Pour moi, cependant, cette solution n’est pas acceptable, parce que, en français, cette structure implique que les trois verbes coordonnés se construisent tous avec la préposition à, ce qui est évidemment faux.

La deuxième solution consiste à respecter strictement la règle qui veut qu’on ne coordonne que des éléments compatibles et à répéter donc le complément deux fois :

Ce qui va changer, c’est que vous allez bientôt saisir et gérer toutes ces informations et accéder à ces informations sur TIENET.

Ce n’est pas faux, mais c’est malheureusement très lourd et maladroit et cela force aussi à changer l’ordre de la coordination, ce qui n’est pas toujours souhaitable.

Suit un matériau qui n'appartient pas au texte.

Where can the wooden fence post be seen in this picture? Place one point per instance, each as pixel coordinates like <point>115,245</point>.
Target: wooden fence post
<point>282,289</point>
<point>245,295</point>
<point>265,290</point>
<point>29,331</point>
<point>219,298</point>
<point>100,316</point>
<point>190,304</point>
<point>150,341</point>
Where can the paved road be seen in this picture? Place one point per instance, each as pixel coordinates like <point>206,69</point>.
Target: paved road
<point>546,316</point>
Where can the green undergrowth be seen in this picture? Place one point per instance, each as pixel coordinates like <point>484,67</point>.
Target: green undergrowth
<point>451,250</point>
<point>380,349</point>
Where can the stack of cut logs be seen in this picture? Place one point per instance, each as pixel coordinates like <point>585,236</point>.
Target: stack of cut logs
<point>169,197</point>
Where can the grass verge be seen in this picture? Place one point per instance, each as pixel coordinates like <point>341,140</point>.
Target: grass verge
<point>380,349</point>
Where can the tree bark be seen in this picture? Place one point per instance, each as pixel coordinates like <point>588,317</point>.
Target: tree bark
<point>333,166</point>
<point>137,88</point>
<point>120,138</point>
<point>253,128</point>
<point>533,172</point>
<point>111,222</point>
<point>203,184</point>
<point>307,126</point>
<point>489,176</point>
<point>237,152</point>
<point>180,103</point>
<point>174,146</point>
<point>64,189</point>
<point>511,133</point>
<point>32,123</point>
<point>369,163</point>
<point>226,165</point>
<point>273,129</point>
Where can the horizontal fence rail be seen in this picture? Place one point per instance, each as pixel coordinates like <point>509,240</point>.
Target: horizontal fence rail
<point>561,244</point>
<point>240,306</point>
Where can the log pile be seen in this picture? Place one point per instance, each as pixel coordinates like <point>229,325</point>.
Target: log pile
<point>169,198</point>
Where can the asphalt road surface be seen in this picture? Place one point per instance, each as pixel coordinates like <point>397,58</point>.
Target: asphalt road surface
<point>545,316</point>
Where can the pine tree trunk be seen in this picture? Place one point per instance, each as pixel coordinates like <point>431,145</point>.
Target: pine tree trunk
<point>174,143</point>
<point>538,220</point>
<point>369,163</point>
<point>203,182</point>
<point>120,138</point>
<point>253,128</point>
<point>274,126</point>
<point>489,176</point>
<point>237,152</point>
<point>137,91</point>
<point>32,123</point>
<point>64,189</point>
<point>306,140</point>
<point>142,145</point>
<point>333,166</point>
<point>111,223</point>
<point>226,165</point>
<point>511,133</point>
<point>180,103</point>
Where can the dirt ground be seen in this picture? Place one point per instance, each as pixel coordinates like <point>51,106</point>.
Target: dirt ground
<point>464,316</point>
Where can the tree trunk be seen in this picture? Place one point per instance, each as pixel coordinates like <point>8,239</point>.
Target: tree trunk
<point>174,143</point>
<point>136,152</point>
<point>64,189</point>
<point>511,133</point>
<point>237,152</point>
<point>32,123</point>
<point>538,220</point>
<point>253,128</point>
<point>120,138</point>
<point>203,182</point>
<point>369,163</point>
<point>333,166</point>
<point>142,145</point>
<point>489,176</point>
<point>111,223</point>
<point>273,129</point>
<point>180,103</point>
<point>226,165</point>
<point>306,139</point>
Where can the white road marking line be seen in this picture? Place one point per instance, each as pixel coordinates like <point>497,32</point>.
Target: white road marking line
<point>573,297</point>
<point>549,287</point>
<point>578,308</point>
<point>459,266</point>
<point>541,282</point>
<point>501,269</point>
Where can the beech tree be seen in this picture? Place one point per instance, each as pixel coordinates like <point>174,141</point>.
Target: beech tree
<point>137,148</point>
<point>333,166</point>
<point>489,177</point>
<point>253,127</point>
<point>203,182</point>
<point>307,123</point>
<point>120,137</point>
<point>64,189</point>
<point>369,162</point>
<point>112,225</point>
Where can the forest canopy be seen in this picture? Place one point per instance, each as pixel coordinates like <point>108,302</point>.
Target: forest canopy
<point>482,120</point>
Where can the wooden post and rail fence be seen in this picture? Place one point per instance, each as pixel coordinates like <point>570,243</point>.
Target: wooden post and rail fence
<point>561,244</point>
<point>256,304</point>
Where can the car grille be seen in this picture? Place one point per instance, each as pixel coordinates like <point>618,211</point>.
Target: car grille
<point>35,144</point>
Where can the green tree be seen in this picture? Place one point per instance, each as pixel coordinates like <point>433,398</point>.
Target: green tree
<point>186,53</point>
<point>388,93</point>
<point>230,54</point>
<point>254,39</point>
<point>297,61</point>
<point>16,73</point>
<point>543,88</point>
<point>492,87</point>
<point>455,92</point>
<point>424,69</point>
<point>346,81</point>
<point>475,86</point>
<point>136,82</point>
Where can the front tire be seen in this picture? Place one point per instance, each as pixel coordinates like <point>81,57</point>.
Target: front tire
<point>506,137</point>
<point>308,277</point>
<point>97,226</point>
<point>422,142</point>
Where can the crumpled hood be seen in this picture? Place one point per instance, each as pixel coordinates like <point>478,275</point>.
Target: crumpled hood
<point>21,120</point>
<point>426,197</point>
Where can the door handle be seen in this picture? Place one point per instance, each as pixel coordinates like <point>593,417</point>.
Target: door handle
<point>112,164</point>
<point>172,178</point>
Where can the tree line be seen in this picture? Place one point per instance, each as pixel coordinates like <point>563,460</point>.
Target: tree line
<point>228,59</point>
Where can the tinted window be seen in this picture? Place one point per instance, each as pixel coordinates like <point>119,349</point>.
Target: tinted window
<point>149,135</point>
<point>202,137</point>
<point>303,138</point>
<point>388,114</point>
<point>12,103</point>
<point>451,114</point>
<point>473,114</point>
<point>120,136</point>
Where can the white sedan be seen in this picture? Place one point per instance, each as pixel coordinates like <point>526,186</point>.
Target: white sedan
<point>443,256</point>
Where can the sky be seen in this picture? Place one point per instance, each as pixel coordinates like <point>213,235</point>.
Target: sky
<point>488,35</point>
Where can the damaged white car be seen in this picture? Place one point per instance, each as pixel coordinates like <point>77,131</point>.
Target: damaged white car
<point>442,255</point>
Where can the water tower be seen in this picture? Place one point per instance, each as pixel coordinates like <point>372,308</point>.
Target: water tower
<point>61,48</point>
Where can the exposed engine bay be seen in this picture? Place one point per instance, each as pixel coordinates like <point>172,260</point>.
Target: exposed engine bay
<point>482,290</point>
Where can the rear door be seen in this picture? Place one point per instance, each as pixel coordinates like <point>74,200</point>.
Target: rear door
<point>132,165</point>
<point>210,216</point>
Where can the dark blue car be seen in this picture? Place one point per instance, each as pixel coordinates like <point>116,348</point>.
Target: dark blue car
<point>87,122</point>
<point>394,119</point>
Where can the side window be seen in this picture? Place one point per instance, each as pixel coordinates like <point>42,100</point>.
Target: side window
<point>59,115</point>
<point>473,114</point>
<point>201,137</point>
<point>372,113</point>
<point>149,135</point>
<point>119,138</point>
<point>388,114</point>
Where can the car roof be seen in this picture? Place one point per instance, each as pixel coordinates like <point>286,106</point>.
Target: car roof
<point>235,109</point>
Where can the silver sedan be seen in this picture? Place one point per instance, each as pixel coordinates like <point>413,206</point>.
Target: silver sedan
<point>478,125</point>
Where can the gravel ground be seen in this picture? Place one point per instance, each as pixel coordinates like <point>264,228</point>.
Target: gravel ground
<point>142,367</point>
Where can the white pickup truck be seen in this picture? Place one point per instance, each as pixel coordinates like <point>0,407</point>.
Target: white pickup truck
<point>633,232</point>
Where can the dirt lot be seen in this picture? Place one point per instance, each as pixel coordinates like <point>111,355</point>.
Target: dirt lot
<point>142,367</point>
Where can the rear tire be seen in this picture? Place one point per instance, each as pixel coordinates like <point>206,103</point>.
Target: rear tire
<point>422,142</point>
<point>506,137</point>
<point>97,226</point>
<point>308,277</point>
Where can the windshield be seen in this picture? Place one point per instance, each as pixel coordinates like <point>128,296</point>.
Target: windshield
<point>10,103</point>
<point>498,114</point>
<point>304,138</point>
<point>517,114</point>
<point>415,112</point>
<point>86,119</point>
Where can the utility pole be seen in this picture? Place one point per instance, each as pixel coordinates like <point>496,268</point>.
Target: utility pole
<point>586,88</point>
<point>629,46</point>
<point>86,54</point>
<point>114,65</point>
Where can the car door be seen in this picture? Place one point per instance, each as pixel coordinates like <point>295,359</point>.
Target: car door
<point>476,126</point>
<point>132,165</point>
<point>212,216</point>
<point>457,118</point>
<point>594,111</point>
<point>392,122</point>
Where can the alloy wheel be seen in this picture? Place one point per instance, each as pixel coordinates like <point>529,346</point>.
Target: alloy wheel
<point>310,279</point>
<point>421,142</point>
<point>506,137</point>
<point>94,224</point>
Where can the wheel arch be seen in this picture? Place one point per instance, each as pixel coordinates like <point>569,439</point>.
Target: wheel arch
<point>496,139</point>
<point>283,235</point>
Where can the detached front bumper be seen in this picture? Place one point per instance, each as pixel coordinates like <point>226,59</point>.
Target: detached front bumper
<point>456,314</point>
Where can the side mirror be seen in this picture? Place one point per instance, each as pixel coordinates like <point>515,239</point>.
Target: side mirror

La solution que je privilégierais ici est de remplacer le verbe transitif indirect accéder à par un verbe transitif à peu près synonyme. Dans ce cas particulier, je dirais quelque chose comme :

Ce qui va changer, c’est que vous allez bientôt saisir, consulter et gérer toutes ces informations sur TIENET.

Le verbe consulter est ici, pour moi, à peu près synonyme d’accéder à. Je note d’ailleurs que l’anglais à tendance à utiliser le verbe to access plus fréquemment que le français utiliser accéder. Mon impression est que accéder est plus souvent utilisé au sens propre en français (celui d’un accès physique à un lieu), alors que to access est très souvent utilisé en anglais dans un sens figuré. (Les informations ne sont pas un lieu auquel on accède physiquement.)

Comme souvent, il faut donc ici oser s’écarte quelque peu d’une traduction littérale pour produire quelque chose qui est à la fois plus naturel et moins lourd en français.

Mais il faut bien aussi reconnaître que la solution proposée ici est propre à l’exemple particulier fourni. Il n’y a pas de solution universelle qu’on puisse appliquer dans tous les cas. Il est fort possible, par exemple, de rencontrer en anglais une phrase coordonnant des éléments hétéroclites pour lesquels il est impossible de trouver une série d’éléments homogènes correspondants en français. Après tout, il existe de nombreux verbes qui sont transitifs directs dans une langue et transitifs indirects dans l’autre. Ils n’ont pas tous des synonymes qui relèvent de la même catégorie grammaticale en français.

Dans ce cas, on retombe sur la solution précédente, qui oblige à faire des répétitions et à alourdir le texte. Il convient, cependant, d’éviter cette lourdeur dans la mesure du possible.